The conference takes place from 4-7 July 2016 at the University of Leeds. There will be also a panel for “Food and Health in Early Byzantine and Rabbinic Sources on July, 5 from 11.15-12.45. Works about regimen – proper nutrition, care of the body, and physical exercise – form a distinct genre in the corpus of Greek medical writings from as early as the 5th century BCE. The tradition is appropriated and re-organised in the early Byzantine medical encyclopaedias and spread throughout the Mediterranean and the Middle East.

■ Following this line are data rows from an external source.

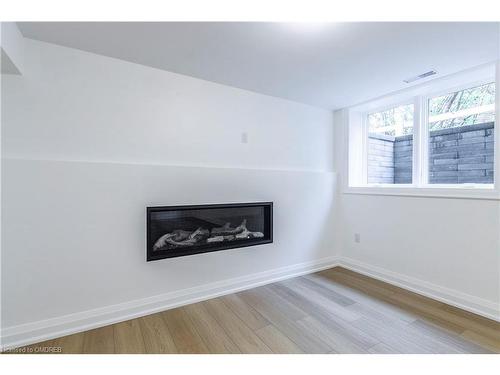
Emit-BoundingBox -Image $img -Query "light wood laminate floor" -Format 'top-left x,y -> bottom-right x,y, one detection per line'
14,267 -> 500,353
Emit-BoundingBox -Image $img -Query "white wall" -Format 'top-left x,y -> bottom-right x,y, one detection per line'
2,40 -> 335,344
0,22 -> 24,74
334,111 -> 500,319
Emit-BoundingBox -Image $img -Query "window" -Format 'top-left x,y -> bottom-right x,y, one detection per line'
367,104 -> 414,184
428,82 -> 495,184
345,63 -> 500,198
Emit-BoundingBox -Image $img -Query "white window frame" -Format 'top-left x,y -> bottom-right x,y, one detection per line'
361,98 -> 420,187
343,60 -> 500,200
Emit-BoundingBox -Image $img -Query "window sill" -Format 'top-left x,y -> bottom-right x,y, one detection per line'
343,185 -> 500,200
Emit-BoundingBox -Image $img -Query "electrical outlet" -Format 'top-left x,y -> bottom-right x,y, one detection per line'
241,132 -> 248,143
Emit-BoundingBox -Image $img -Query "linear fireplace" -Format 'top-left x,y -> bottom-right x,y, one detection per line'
146,202 -> 273,261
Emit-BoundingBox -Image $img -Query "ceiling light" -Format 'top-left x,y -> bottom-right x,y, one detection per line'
403,70 -> 437,83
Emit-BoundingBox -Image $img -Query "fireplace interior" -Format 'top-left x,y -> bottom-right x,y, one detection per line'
147,202 -> 273,261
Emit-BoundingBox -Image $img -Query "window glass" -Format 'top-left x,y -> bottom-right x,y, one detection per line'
366,104 -> 414,184
428,82 -> 495,184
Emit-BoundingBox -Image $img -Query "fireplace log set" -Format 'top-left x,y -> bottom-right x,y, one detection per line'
153,219 -> 264,250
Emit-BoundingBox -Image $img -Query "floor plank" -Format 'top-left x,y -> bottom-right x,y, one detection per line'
221,294 -> 270,331
113,319 -> 146,354
240,289 -> 333,353
139,314 -> 177,354
10,267 -> 500,354
83,326 -> 115,354
203,298 -> 272,354
255,324 -> 304,354
161,308 -> 210,354
184,303 -> 241,354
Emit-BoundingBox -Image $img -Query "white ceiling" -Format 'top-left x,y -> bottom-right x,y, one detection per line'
19,22 -> 500,109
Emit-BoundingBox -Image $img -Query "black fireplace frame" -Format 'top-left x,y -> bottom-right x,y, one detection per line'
146,202 -> 273,262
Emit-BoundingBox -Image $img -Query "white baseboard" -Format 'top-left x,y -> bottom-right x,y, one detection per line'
0,256 -> 500,350
0,257 -> 338,350
339,257 -> 500,322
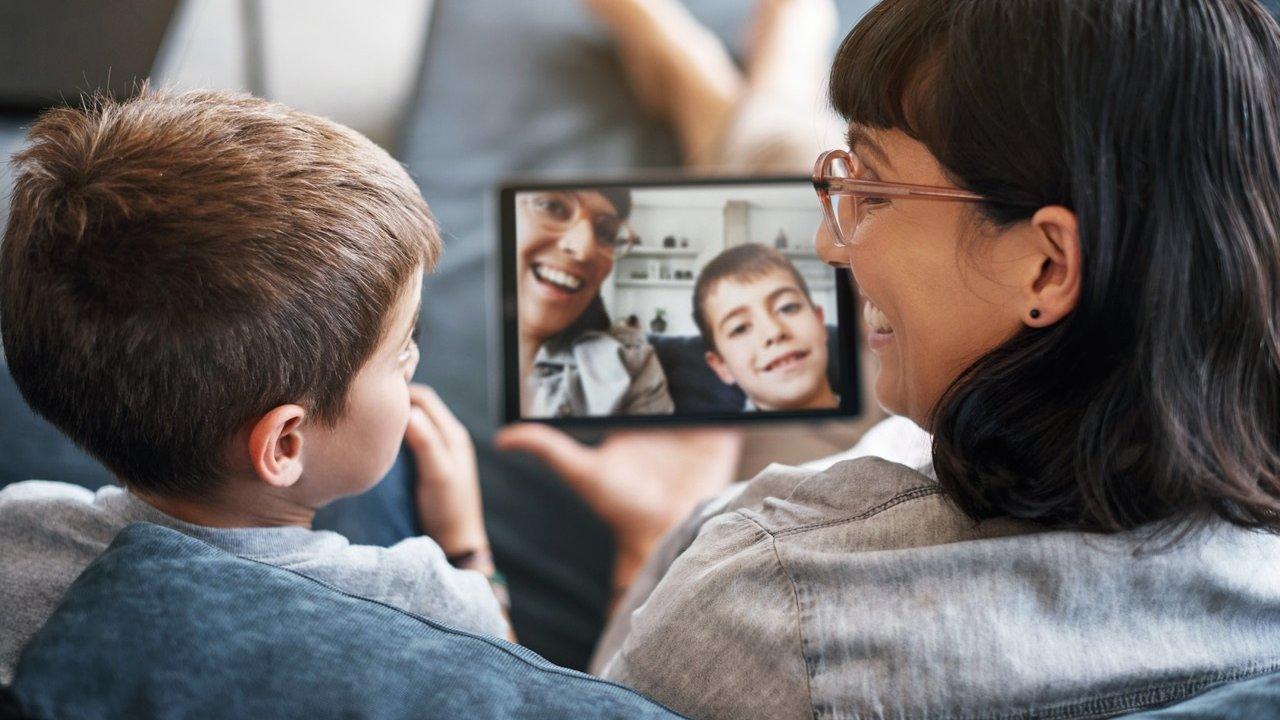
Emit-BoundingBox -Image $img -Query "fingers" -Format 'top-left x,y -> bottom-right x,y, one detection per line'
408,383 -> 471,450
404,404 -> 448,456
494,423 -> 599,495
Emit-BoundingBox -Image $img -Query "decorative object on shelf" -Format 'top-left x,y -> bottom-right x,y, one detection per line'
773,228 -> 787,250
649,307 -> 667,334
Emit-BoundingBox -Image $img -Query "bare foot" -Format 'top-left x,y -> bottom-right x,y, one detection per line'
584,0 -> 745,167
746,0 -> 840,108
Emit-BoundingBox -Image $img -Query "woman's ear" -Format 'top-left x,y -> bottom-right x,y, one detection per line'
248,405 -> 307,488
1021,205 -> 1083,328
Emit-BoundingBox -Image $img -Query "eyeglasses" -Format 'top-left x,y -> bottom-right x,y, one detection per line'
521,191 -> 635,258
813,150 -> 987,247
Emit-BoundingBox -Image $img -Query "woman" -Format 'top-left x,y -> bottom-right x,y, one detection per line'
516,188 -> 675,418
508,0 -> 1280,717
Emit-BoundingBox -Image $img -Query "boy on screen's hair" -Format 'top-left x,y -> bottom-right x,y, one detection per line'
694,243 -> 840,410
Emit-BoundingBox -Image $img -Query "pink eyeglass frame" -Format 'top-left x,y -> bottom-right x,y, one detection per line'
813,150 -> 987,247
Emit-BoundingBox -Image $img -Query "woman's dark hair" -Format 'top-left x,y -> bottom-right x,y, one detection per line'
831,0 -> 1280,536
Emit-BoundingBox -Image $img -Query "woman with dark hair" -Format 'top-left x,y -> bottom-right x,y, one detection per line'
512,0 -> 1280,719
516,188 -> 675,418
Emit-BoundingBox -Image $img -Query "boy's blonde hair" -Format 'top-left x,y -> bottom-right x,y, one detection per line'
0,88 -> 440,495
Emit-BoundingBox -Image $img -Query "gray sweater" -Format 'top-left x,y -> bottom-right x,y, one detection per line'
598,459 -> 1280,720
0,480 -> 507,684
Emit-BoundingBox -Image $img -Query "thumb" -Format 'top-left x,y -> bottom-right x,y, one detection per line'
494,423 -> 596,491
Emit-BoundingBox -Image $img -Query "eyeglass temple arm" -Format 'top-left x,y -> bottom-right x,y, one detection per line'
813,177 -> 986,202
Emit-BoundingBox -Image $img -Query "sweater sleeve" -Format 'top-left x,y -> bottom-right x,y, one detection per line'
603,512 -> 813,719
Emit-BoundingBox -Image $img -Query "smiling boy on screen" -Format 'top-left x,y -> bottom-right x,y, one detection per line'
694,243 -> 840,410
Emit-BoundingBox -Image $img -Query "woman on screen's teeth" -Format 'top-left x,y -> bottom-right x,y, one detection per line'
516,192 -> 617,342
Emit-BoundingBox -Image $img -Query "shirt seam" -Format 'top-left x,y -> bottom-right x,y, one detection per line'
744,515 -> 818,720
757,483 -> 942,537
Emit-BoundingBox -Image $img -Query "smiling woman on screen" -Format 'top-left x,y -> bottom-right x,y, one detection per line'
516,188 -> 675,418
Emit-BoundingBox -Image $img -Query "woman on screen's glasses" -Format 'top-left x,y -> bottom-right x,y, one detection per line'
516,188 -> 673,418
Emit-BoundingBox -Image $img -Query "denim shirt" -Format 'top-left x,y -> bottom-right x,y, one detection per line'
525,325 -> 676,418
600,459 -> 1280,719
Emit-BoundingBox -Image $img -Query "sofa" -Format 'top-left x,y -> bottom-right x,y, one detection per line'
0,523 -> 1280,720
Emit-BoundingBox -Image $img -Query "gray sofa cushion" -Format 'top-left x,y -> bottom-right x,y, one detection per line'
10,524 -> 678,720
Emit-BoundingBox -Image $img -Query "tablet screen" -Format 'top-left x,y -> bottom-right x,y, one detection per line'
500,178 -> 860,424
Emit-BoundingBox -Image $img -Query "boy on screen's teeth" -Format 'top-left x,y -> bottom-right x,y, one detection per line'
694,245 -> 840,410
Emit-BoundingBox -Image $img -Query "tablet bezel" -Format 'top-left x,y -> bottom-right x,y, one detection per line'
497,174 -> 864,428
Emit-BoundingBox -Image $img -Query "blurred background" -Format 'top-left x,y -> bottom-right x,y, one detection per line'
0,0 -> 872,667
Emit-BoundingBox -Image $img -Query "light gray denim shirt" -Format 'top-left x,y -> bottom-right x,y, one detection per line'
525,327 -> 676,418
595,459 -> 1280,720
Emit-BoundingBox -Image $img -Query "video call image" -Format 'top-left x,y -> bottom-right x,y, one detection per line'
509,182 -> 840,419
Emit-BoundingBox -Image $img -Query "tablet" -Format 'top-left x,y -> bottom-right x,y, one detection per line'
498,177 -> 861,425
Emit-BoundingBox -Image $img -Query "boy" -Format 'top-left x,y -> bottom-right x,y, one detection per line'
694,243 -> 840,411
0,90 -> 508,683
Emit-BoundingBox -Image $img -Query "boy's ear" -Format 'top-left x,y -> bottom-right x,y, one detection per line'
248,405 -> 307,488
704,350 -> 737,386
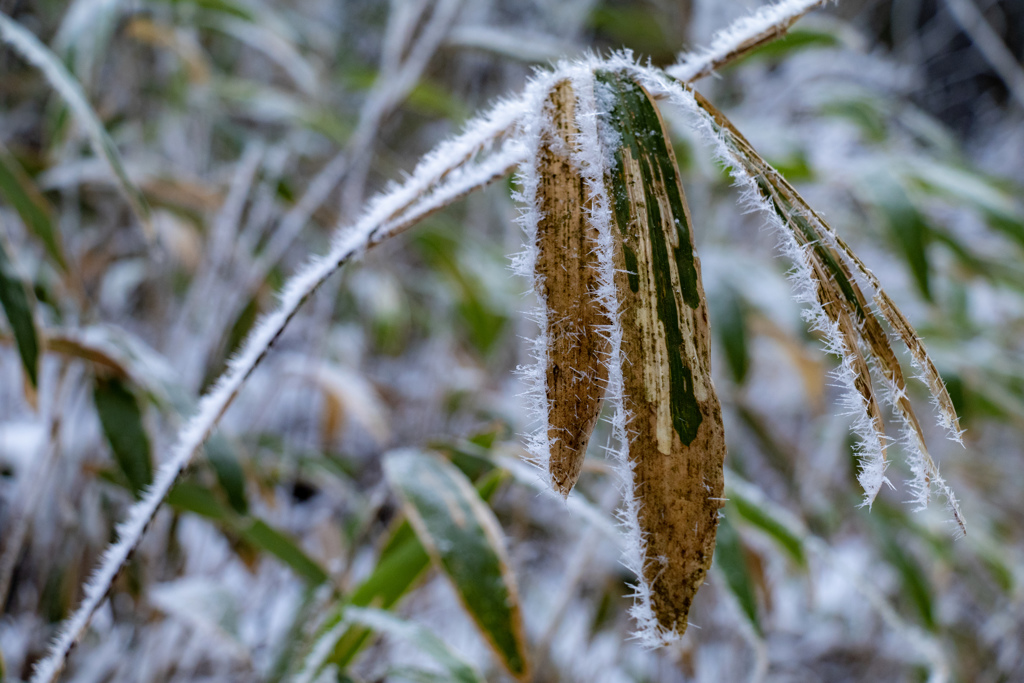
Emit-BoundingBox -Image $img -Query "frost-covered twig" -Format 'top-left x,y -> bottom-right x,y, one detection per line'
666,0 -> 828,83
32,91 -> 531,683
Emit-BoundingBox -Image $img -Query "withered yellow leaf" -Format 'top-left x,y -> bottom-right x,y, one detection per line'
596,72 -> 725,634
536,81 -> 608,496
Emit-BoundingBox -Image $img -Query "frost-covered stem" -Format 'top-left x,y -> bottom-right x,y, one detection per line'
666,0 -> 828,82
32,100 -> 525,683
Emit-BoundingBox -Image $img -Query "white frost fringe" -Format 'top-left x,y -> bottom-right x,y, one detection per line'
569,55 -> 679,647
32,90 -> 526,683
512,75 -> 557,490
633,67 -> 966,533
665,0 -> 828,82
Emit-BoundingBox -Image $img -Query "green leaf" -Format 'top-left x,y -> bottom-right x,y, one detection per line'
166,481 -> 329,586
92,377 -> 153,498
736,29 -> 840,63
864,172 -> 932,301
329,470 -> 507,670
204,433 -> 249,515
726,486 -> 807,567
715,512 -> 761,633
384,450 -> 529,679
0,12 -> 156,240
0,144 -> 68,270
165,481 -> 232,524
0,237 -> 40,387
911,162 -> 1024,245
345,607 -> 484,683
239,518 -> 329,584
708,285 -> 751,384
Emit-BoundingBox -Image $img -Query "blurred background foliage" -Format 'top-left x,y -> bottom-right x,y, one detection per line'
0,0 -> 1024,682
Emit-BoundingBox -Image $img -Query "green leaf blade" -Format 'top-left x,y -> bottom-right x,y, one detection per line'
0,144 -> 68,270
384,451 -> 529,680
0,239 -> 41,387
92,378 -> 153,497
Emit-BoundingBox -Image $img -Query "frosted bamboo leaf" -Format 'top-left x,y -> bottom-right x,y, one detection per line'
637,71 -> 966,532
32,82 -> 548,683
596,71 -> 725,635
535,81 -> 607,496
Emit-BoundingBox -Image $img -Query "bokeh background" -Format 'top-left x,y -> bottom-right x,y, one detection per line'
0,0 -> 1024,683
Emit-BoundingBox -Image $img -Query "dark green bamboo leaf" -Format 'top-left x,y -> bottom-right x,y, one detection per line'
327,470 -> 507,670
0,12 -> 156,241
92,377 -> 153,498
345,607 -> 483,683
910,163 -> 1024,245
864,173 -> 932,301
204,433 -> 249,515
735,29 -> 840,65
708,286 -> 751,384
0,236 -> 40,387
384,451 -> 529,679
167,481 -> 329,586
726,488 -> 807,567
166,481 -> 232,524
239,518 -> 329,585
0,144 -> 68,269
715,512 -> 761,633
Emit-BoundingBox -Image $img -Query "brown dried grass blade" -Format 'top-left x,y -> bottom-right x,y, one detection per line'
535,80 -> 608,496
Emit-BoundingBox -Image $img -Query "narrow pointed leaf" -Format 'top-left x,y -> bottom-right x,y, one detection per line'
345,607 -> 483,683
384,451 -> 529,680
0,12 -> 156,240
0,144 -> 68,269
327,470 -> 507,671
0,237 -> 41,387
92,378 -> 153,497
595,72 -> 725,634
715,516 -> 761,632
536,81 -> 608,496
203,434 -> 249,515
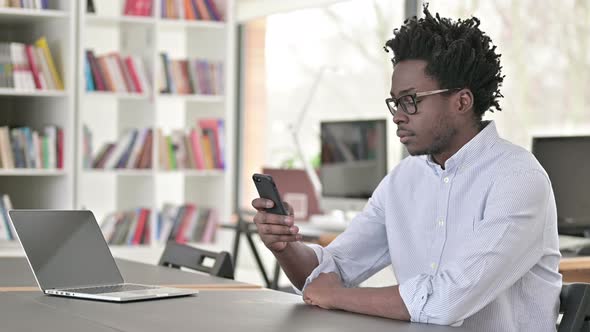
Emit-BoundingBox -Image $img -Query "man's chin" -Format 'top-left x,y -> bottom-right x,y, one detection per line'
406,145 -> 428,156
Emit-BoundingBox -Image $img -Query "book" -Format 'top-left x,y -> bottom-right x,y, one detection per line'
35,37 -> 64,90
86,0 -> 96,14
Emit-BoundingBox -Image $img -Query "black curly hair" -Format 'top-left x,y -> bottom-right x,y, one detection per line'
384,4 -> 504,121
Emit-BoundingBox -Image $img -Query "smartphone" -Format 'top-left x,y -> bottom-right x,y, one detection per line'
252,173 -> 289,216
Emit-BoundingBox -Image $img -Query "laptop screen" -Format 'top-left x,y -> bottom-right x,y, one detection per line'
9,210 -> 123,290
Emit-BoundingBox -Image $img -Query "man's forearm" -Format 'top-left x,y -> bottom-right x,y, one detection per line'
274,242 -> 319,289
330,286 -> 410,321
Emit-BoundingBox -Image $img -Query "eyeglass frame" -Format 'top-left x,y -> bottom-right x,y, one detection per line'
385,88 -> 462,116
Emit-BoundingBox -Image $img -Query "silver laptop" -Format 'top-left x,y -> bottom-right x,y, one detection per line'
8,210 -> 198,302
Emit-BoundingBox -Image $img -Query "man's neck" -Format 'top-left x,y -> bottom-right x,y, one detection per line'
431,121 -> 489,169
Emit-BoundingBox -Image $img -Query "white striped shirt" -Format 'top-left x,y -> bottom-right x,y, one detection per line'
305,122 -> 561,332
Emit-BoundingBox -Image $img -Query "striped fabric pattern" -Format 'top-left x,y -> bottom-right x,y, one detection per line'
306,122 -> 561,332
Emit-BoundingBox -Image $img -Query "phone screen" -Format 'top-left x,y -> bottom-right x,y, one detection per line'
252,173 -> 289,216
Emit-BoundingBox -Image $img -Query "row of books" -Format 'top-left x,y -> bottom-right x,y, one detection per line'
100,203 -> 219,245
0,0 -> 49,9
100,208 -> 151,245
82,118 -> 225,170
0,194 -> 16,240
88,126 -> 153,169
123,0 -> 152,16
161,0 -> 223,21
158,118 -> 225,170
155,203 -> 219,243
0,126 -> 64,169
158,53 -> 224,95
84,50 -> 150,93
0,37 -> 64,90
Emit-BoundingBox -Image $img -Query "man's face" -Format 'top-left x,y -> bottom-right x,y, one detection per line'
390,60 -> 457,156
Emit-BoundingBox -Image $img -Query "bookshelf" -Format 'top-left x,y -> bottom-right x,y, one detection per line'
74,0 -> 235,261
0,0 -> 76,226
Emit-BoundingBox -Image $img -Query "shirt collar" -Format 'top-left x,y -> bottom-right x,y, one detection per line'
425,121 -> 500,171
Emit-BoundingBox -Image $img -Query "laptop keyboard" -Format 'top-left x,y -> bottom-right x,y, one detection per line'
63,284 -> 157,294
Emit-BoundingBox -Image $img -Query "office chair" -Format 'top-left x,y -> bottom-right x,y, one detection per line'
158,242 -> 234,279
558,282 -> 590,332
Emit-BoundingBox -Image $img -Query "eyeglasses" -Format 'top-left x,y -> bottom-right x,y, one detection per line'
385,88 -> 461,116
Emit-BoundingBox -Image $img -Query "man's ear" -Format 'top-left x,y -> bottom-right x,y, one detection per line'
455,89 -> 473,114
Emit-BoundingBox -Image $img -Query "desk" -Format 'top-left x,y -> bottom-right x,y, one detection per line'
0,257 -> 260,291
559,256 -> 590,283
0,290 -> 468,332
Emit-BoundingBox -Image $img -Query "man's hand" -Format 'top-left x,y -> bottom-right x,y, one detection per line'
303,272 -> 344,309
252,198 -> 302,252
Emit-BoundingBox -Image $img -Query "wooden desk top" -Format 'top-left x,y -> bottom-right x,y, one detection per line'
559,256 -> 590,271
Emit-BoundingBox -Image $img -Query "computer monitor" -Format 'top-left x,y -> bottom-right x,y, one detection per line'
320,120 -> 387,211
532,136 -> 590,235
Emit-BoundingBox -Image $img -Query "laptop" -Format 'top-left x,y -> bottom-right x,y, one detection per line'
8,210 -> 198,302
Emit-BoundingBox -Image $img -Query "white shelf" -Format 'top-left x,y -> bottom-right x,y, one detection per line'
84,91 -> 150,100
0,88 -> 68,97
157,18 -> 227,30
158,93 -> 225,103
83,169 -> 153,176
0,168 -> 66,176
0,8 -> 69,24
86,14 -> 156,26
157,169 -> 225,177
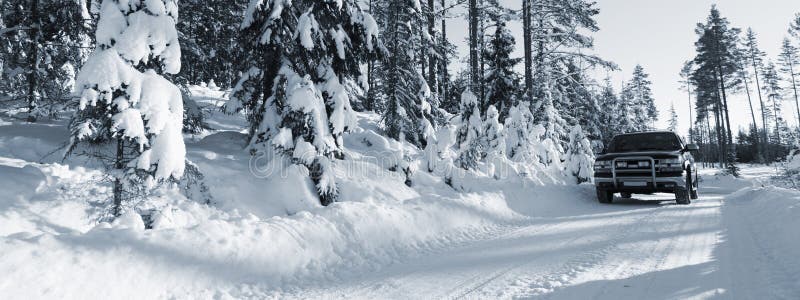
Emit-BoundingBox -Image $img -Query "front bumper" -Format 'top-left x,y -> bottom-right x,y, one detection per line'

Research suggests that most of the Mediterranean Jews espoused and adapted Graeco-Roman socio-cultural values and practices. This panel aims to examine the transfer, appropriation, and/or transformation of Greek medical theories or practices by comparing early Byzantine and rabbinic writings.
Panel Participants are:
Caroline Musgrove (University of Cambridge) – “Telling Women What to Eat: Instruction and Agency in Oribasius’ Medical Collections”
Christine F. Salazar (Humboldt-Universität, Berlin) – “Paul of Aegina on the Properties of Fruit and Vegetables: Tradition and Creativity”
Lennart Lehmhaus, (FU Berlin, SFB 980) – “The Dynamics of Diet and Regimen: Talmudic Appropriation and Domestication of a Genre?